Già a marzo, a Ginevra, Lee aveva fatto presente allo Human Rights Council che mentre l’attenzione di tutto il mondo era focalizzata sullo stato Rakhine e sugli abusi contro la minoranza musulmana dei Rohingya, la violenza stava crescendo in altre aree del Paese. Nelle ultime settimane, sono circa 5.000 i civili che hanno dovuto lasciare i villaggi lungo il confine con la Cina, aggiungendosi agli oltre 300.000 sfollati interni causati da questa guerra.
Chi sono le parti in causa
Il conflitto tra il Kia e lo stato centrale birmano dura praticamente dalla fine dell’occupazione britannica nel 1947 e la minoranza etnica non partecipa ai colloqui di pace che vedono invece coinvolte altre minoranze. Il fatto è che le istanze politiche delle due parti in causa sono quasi inconciliabili: i Kachin, infatti, vorrebbero una forte autonomia basata su un modello federale o confederale, mentre i governi che si sono succeduti nei 70 anni di storia della Birmania post-coloniale hanno sempre posto come precondizione di qualunque discussione il disarmo del Kia.
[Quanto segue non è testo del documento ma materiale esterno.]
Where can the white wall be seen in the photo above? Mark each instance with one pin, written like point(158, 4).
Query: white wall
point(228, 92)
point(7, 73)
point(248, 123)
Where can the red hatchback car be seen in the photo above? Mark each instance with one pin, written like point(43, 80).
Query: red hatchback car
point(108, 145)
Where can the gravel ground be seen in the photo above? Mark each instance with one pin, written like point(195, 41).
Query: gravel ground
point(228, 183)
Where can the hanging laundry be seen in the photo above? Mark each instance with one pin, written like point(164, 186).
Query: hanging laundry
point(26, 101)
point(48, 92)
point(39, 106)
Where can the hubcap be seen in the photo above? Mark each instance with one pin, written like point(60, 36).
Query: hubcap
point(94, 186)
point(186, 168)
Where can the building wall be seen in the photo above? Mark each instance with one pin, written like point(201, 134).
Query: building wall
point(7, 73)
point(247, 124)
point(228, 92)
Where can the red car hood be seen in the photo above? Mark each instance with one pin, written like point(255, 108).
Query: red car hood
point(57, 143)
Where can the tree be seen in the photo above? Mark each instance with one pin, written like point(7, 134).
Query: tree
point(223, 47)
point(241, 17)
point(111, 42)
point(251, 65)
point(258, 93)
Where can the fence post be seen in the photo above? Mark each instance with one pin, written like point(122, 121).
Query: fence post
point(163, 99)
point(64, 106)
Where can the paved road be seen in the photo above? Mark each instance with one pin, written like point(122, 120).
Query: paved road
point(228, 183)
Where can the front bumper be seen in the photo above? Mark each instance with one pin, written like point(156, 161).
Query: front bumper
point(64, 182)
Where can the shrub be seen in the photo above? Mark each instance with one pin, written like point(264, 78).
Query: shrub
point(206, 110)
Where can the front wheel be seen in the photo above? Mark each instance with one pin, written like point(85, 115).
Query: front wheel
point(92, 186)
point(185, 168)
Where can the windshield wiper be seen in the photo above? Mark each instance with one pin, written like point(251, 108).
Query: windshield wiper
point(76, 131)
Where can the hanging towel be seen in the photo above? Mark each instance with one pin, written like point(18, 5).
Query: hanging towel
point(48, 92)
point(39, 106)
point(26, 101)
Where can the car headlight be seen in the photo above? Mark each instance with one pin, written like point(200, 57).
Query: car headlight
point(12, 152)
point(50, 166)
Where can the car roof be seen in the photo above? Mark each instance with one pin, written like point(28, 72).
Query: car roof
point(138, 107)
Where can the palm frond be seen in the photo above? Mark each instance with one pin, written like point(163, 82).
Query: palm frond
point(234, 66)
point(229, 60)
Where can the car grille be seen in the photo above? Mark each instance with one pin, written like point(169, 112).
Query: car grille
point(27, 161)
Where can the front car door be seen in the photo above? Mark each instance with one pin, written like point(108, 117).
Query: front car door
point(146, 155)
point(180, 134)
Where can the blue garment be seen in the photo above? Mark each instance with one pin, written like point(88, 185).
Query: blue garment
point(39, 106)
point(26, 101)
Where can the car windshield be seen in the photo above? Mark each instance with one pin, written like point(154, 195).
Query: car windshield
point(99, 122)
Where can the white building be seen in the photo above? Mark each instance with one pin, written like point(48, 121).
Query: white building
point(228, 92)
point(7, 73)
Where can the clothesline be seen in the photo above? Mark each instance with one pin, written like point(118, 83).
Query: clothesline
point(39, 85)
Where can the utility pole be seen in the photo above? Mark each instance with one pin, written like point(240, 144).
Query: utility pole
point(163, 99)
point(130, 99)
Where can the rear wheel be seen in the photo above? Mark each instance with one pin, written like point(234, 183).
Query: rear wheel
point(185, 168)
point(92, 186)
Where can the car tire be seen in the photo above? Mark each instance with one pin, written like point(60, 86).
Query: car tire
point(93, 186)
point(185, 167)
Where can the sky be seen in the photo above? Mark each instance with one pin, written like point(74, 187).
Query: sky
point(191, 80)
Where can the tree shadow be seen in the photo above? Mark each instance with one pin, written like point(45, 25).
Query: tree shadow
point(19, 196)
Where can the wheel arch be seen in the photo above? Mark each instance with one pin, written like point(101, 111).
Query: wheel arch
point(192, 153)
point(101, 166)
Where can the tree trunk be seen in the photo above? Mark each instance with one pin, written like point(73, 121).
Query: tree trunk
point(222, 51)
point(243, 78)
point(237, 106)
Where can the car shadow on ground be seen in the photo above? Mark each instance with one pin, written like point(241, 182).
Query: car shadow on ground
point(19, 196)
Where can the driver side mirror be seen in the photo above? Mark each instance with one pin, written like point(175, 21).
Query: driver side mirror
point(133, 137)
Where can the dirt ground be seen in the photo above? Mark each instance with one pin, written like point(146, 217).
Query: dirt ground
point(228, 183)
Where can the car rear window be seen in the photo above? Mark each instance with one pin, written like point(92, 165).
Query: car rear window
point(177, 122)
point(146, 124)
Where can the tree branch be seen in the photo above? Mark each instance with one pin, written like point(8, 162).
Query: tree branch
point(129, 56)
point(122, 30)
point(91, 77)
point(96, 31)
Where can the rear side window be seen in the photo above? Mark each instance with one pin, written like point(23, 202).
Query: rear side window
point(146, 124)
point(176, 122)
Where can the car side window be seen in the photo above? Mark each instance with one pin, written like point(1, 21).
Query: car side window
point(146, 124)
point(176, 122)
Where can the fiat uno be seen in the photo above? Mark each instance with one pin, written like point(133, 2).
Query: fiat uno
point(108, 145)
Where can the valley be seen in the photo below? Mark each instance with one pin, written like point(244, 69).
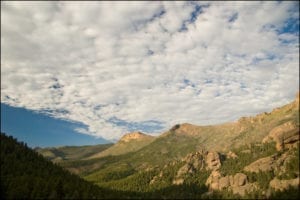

Anche per l’attuale governo del Myanmar, il primo civile dopo la lunga fase delle giunte militari, l’idea è che il Kia diventi una specie di corpo di guardia di frontiera sotto il controllo del Tatmadaw, l’esercito regolare birmano. Per contro, i Kachin rifiutano totalmente questa soluzione. «Molto semplicemente – racconta il giornalista Gabriele Battaglia, corrispondente da Pechino per la Radiotelevisione svizzera italiana e collaboratore di Radio Beckwith Evangelica – non si sentono birmani. Sono stato lì nel 2014 e ricordo che in tutte le interviste si parlava di un “noi” e di un “loro”, anche perché lo Stato birmano è un’invenzione relativamente recente».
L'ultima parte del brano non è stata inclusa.